De analyse (waar 5 Belgische centra aan hebben meegewerkt) volgens het principe van intentie tot behandelen (ITT) is uitgevoerd bij 405 patiënten, die in een 2-1-verhouding werden gerandomiseerd naar rucaparib 600 mg 2 x/d (n = 270) of een controlegroep (docetaxel n = 75 of een androgeenreceptorremmer van de tweede generatie n = 60 naar keuze).
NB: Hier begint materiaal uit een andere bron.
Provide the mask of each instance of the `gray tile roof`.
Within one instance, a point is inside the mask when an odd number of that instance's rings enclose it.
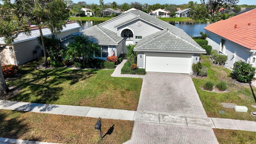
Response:
[[[191,43],[167,30],[143,38],[134,48],[136,51],[205,53],[197,43]]]
[[[185,12],[186,11],[187,11],[188,10],[190,10],[190,8],[186,8],[184,10],[178,10],[177,11],[175,12],[175,13],[176,14],[180,14],[182,13],[182,12]]]
[[[124,40],[116,33],[98,25],[84,30],[81,33],[91,37],[99,44],[117,45]]]

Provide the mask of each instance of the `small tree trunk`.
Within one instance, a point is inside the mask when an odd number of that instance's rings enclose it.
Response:
[[[47,53],[46,51],[45,50],[45,46],[44,46],[44,36],[43,35],[43,32],[42,31],[42,28],[39,26],[39,25],[41,24],[41,20],[40,18],[37,17],[37,24],[38,25],[38,28],[39,31],[40,32],[40,37],[41,38],[41,40],[42,41],[42,46],[43,47],[43,50],[44,51],[44,58],[45,61],[44,63],[46,66],[48,64],[47,62]]]
[[[0,96],[2,96],[9,92],[9,88],[5,82],[4,74],[0,63]]]

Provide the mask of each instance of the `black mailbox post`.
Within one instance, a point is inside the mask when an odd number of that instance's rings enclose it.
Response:
[[[98,120],[96,124],[94,126],[94,130],[97,131],[100,131],[100,139],[102,138],[101,134],[101,121],[100,121],[100,117],[99,118],[99,120]]]

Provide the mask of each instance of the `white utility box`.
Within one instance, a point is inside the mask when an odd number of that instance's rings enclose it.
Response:
[[[248,108],[245,106],[236,106],[234,108],[236,112],[247,112]]]

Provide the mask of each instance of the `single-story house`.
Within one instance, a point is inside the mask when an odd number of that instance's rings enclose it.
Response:
[[[161,8],[158,8],[156,10],[151,12],[149,14],[157,17],[166,17],[167,16],[169,17],[169,16],[167,15],[167,14],[169,12]]]
[[[92,10],[89,9],[89,8],[83,8],[81,9],[81,10],[82,11],[84,12],[84,14],[86,16],[93,16],[93,13],[92,13]]]
[[[102,16],[111,16],[112,14],[115,14],[116,16],[121,14],[121,12],[118,10],[113,10],[111,8],[107,8],[101,11]]]
[[[38,45],[37,37],[40,36],[38,27],[30,26],[30,34],[27,35],[21,32],[14,39],[11,44],[8,45],[1,52],[1,64],[20,65],[28,62],[43,55],[42,48]],[[72,40],[67,36],[79,32],[80,26],[74,22],[67,22],[65,26],[59,34],[52,35],[51,31],[47,28],[42,30],[44,36],[51,36],[61,39],[63,44],[68,44]],[[0,38],[0,45],[4,45],[3,38]]]
[[[231,68],[240,60],[255,67],[255,24],[256,9],[210,24],[204,28],[208,44],[228,56],[226,63]]]
[[[126,53],[126,46],[137,45],[137,64],[147,72],[192,74],[193,63],[206,53],[183,30],[139,10],[130,10],[85,29],[101,47],[95,56],[105,59]]]
[[[189,12],[190,11],[190,8],[186,8],[183,10],[180,10],[175,12],[176,17],[180,18],[187,18],[190,16]]]

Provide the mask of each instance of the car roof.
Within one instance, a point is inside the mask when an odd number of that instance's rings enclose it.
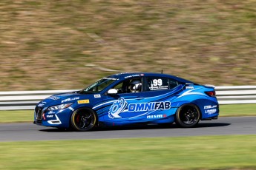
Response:
[[[187,83],[187,84],[194,84],[194,82],[186,80],[182,78],[177,77],[172,75],[167,75],[167,74],[162,74],[162,73],[153,73],[153,72],[123,72],[123,73],[118,73],[111,75],[108,77],[110,78],[115,78],[119,79],[125,79],[128,78],[136,78],[140,76],[151,76],[151,77],[163,77],[163,78],[169,78],[175,79],[180,82]]]

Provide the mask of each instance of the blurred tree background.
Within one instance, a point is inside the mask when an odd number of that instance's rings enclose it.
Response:
[[[0,91],[156,72],[256,84],[255,0],[1,0]]]

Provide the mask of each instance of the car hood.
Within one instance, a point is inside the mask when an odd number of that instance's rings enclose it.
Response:
[[[50,106],[58,104],[63,104],[67,103],[72,103],[75,101],[83,99],[85,96],[90,95],[79,94],[74,92],[61,93],[51,95],[45,100],[40,101],[38,104],[39,106]]]

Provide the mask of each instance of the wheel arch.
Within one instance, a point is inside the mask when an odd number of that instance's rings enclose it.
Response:
[[[96,123],[95,123],[95,124],[96,126],[99,126],[99,118],[98,118],[97,112],[94,109],[91,108],[91,107],[82,106],[82,107],[79,107],[79,108],[76,108],[76,109],[74,109],[72,112],[72,113],[70,114],[70,115],[69,116],[69,127],[70,128],[71,127],[71,117],[72,117],[73,113],[75,112],[77,112],[78,110],[82,110],[82,109],[90,110],[90,112],[93,112],[94,113],[95,116],[96,116]]]

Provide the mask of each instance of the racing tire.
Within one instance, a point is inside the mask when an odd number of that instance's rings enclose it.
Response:
[[[70,118],[73,129],[89,131],[94,127],[96,121],[95,112],[91,109],[79,109],[73,112]]]
[[[180,106],[175,115],[175,123],[183,128],[195,126],[200,119],[200,112],[194,104],[185,104]]]

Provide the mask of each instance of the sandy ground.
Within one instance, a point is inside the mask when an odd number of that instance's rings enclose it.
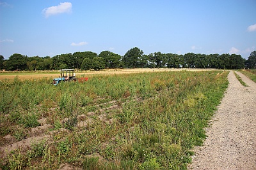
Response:
[[[256,169],[256,83],[236,72],[248,87],[240,84],[233,71],[207,138],[195,149],[188,169]]]
[[[143,72],[152,72],[152,71],[209,71],[212,69],[104,69],[102,71],[88,71],[84,72],[76,73],[76,75],[84,74],[85,76],[93,74],[129,74],[135,73],[143,73]],[[47,73],[37,73],[37,74],[24,74],[24,73],[12,73],[12,75],[6,73],[0,73],[0,80],[4,79],[13,80],[17,76],[20,80],[29,80],[29,79],[37,79],[42,78],[57,78],[59,77],[60,74],[47,74]]]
Respectievelijk 201 en 101 patiënten (75% van het totaal) vertoonden een BRCA-mutatie (BRCA+ populatie) en de overige 25% vertoonde een mutatie van het ATM-gen.

Het primaire eindpunt was de overleving zonder radiografische progressie (rPFS) beoordeeld door een onafhankelijke commissie in de BRCA+ populatie en, als het resultaat positief was, in de ITT-populatie.

Ontegensprekelijk effectief in geval van BRCA-mutatie

Na een mediane follow-up van 62 maanden was de mediane rPFS significant langer in de rucaparibgroep dan in de controlegroep, zowel in de BRCA+ populatie (11,2 vs. 6,4 maanden; HR 0,50; p < 0,0001) als in de ITT-populatie (10,2 vs. 6,4 maanden; HR 0,61; p = 0,0003).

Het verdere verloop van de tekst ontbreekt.